Sleep Support for Older Adults

by Melissa Chichester

With age, it is normal to experience wellness changes, and that includes shifts in sleep quality. The National Institute on Aging states that sleep is an issue for adults over 60. Older adults may find themselves developing new sleeping patterns. They may also find it more difficult to sleep due to medications and other lifestyle factors. But advanced age doesn’t have to equate to feeling tired and sluggish during the day. There are many ways to feel refreshed and practicing proper sleep hygiene supports your well-being.

Napping

Many older adults actually feel embarrassed about needing to nap during the day.

To some, needing a nap may signal getting older and be a source of emotional distress, but for people of all ages, naps are beneficial.

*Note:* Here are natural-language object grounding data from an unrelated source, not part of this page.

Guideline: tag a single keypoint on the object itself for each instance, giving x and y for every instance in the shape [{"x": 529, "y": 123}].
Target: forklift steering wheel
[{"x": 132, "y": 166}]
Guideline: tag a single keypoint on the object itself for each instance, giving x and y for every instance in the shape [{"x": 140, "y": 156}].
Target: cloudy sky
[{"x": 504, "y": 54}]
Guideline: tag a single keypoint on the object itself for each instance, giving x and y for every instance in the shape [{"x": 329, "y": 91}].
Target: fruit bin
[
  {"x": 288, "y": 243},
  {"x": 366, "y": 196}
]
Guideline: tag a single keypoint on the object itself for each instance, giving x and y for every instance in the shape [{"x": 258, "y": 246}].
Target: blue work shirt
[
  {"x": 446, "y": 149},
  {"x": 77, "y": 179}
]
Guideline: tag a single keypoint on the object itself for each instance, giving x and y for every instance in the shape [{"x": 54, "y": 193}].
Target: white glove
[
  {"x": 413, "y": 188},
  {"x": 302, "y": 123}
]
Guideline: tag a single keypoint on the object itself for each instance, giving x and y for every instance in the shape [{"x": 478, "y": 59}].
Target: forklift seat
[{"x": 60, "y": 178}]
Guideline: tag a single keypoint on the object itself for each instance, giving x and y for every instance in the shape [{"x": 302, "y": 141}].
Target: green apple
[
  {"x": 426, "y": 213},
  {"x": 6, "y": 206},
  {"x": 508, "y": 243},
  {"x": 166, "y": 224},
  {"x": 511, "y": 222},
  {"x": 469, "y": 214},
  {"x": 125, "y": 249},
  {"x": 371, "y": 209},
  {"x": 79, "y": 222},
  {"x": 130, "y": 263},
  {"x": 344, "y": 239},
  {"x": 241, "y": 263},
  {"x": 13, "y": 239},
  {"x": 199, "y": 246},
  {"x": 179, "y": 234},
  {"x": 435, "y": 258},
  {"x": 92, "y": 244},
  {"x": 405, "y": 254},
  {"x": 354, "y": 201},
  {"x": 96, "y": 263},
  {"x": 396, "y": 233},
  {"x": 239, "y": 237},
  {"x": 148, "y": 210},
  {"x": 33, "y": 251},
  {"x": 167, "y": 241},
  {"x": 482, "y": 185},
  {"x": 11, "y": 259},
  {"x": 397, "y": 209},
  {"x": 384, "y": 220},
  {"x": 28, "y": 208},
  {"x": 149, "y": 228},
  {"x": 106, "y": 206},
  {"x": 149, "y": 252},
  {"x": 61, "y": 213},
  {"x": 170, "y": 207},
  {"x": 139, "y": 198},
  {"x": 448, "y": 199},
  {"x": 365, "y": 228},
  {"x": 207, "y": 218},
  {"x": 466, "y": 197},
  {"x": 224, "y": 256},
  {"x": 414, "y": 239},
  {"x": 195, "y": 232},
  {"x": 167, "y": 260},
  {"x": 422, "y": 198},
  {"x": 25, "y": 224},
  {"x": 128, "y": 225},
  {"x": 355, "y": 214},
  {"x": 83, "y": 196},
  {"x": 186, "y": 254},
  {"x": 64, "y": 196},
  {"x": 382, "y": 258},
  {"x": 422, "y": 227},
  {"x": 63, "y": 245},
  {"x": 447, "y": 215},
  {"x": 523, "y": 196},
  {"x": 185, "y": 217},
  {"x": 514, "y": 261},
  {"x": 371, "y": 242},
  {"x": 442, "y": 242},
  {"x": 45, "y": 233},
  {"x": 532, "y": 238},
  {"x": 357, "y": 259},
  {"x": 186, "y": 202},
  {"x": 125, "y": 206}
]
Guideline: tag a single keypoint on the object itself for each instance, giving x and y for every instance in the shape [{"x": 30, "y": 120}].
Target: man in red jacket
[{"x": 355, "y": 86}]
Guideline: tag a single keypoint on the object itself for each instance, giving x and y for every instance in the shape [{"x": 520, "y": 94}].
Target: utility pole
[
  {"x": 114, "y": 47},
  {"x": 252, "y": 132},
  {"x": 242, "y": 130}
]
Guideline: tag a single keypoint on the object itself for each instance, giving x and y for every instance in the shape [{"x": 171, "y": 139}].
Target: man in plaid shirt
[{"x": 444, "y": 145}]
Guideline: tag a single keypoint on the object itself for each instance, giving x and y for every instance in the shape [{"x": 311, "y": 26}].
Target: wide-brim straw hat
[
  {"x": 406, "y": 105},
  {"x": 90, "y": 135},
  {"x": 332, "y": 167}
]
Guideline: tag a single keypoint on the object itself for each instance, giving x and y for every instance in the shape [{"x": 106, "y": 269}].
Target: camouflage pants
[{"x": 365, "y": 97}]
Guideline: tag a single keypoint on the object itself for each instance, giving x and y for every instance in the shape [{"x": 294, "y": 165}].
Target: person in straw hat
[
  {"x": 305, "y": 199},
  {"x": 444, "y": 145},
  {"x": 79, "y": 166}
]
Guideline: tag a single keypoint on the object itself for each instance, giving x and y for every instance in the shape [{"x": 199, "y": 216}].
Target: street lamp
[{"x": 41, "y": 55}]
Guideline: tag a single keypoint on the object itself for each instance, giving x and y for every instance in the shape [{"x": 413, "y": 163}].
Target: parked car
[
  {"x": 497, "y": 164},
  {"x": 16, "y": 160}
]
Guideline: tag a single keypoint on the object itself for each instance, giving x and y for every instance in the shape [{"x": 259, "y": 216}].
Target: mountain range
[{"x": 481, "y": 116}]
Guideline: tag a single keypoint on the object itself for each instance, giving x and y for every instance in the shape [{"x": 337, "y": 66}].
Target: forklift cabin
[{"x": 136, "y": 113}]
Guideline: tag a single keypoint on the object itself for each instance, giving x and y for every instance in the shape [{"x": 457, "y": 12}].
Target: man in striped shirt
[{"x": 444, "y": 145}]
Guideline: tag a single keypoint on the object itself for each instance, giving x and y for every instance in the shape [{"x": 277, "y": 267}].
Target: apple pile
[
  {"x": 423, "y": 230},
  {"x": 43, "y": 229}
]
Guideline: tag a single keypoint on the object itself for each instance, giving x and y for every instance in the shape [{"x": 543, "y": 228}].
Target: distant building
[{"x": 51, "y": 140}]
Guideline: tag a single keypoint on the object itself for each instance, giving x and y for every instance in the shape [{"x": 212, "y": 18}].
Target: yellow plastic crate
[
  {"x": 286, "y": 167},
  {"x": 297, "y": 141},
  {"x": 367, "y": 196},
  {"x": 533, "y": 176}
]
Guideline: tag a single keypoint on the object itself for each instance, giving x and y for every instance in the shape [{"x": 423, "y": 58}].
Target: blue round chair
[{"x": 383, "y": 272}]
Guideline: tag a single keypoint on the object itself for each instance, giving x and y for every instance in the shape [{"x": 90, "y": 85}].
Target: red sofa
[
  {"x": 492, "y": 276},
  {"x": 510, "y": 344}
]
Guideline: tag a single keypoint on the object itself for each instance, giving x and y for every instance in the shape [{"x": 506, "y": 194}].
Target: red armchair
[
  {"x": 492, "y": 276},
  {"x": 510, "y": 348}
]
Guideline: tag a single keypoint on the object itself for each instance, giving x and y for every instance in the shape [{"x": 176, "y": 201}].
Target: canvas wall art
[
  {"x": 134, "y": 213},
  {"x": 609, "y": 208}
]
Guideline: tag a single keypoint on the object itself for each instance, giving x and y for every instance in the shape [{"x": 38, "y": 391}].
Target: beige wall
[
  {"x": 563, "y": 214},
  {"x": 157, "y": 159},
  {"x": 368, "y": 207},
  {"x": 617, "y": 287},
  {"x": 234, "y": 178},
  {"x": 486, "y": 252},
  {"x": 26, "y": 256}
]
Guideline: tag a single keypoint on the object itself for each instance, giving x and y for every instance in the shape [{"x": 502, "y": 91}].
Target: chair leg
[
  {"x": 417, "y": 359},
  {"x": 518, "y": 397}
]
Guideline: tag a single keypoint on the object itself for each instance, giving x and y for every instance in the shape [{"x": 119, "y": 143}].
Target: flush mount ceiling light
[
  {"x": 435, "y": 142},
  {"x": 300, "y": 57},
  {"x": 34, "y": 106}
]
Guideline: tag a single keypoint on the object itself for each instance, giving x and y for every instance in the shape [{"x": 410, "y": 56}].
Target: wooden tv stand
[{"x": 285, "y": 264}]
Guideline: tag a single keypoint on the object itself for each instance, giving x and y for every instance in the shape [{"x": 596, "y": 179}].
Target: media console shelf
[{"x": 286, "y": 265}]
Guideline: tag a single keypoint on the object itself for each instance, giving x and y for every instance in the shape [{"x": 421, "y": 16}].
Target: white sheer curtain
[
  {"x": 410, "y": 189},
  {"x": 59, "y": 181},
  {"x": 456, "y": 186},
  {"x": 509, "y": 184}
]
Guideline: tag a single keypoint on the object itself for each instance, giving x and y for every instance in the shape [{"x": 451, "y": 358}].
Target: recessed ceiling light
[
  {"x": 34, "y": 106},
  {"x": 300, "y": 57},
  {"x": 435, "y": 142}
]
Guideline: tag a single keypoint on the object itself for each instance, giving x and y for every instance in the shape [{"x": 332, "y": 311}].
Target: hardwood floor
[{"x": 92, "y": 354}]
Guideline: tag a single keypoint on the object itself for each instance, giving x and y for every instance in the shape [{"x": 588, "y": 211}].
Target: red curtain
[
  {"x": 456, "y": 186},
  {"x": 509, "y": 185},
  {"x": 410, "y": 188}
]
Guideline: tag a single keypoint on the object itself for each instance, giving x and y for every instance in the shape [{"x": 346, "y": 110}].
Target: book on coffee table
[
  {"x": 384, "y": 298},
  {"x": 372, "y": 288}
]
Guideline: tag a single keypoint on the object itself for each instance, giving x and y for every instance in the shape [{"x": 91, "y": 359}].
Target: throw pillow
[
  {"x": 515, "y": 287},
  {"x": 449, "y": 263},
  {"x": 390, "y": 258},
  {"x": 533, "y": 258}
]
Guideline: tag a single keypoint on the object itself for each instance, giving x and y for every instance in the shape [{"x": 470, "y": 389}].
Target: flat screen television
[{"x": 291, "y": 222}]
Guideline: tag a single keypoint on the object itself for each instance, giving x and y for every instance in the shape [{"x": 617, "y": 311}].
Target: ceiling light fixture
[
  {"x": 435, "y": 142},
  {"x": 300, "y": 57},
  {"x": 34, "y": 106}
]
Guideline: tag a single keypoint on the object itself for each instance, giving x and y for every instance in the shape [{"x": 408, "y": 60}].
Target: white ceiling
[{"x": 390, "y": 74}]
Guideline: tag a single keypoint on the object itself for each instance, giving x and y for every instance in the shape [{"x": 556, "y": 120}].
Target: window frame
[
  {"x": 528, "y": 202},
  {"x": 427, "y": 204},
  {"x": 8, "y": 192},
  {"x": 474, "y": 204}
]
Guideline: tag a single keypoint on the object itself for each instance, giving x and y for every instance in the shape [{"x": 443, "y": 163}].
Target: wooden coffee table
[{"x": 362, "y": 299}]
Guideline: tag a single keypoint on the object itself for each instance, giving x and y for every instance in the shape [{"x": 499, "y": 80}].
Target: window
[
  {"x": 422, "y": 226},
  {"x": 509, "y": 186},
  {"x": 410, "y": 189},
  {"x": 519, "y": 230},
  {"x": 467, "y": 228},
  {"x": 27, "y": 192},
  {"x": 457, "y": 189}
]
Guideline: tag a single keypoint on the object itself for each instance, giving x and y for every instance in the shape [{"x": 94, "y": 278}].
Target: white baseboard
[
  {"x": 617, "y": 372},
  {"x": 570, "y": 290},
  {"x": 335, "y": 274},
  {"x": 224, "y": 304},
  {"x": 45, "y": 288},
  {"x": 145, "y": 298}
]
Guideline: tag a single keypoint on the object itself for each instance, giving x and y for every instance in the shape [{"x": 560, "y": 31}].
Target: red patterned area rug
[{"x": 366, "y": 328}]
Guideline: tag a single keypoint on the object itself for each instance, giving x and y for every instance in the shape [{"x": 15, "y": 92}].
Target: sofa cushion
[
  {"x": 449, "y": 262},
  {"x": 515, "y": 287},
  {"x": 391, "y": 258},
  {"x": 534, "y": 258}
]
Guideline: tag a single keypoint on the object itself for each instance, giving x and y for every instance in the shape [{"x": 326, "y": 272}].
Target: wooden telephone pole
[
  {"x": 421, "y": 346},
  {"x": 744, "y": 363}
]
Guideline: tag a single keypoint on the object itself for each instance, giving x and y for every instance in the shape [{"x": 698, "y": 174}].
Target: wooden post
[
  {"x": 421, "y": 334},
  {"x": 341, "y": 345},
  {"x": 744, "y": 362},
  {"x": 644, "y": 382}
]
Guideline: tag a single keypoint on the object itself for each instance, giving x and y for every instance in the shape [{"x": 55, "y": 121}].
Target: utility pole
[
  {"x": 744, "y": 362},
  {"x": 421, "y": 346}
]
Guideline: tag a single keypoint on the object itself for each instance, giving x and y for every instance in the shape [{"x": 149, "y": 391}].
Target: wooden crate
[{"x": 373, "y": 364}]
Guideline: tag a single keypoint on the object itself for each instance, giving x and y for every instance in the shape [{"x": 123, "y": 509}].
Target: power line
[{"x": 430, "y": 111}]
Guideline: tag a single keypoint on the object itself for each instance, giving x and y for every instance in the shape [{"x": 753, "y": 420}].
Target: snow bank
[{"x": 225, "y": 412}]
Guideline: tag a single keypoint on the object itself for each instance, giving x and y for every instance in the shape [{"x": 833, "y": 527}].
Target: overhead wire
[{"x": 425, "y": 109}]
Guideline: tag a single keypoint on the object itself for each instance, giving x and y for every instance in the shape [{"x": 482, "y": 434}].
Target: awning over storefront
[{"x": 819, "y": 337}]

The National Institute on Aging recommends avoiding naps in the late afternoon and evening so that you don’t disrupt your sleep at night.

Exercise

Exercise is an important part of any lifestyle, but it is best to stick to a regular routine. Exercise at the same time each day. The National Institute on Aging recommends avoiding exercise within three hours of your bedtime.

Limit Caffeine and Alcohol Consumption

There’s nothing wrong with that daily cup of Joe, but if indulging too close to bedtime, it may interfere with sleep quality. Alcohol may also disrupt sleeping patterns, even in small amounts.

Supplements

Sleep support supplements are available for those who experience occasional sleeplessness or wish to improve their quality of sleep.** Valerian is an herb traditionally used to support relaxation and may help you get the rest you deserve.**^ Melatonin is a clinically studied ingredient that works in harmony with your natural sleep cycle to support sound sleep.**

The National Sleep Foundation Stresses the importance of sleep and its link to maintaining your quality of life. Getting a good night of rest is one of the cornerstones of staying well, rested, and relaxed.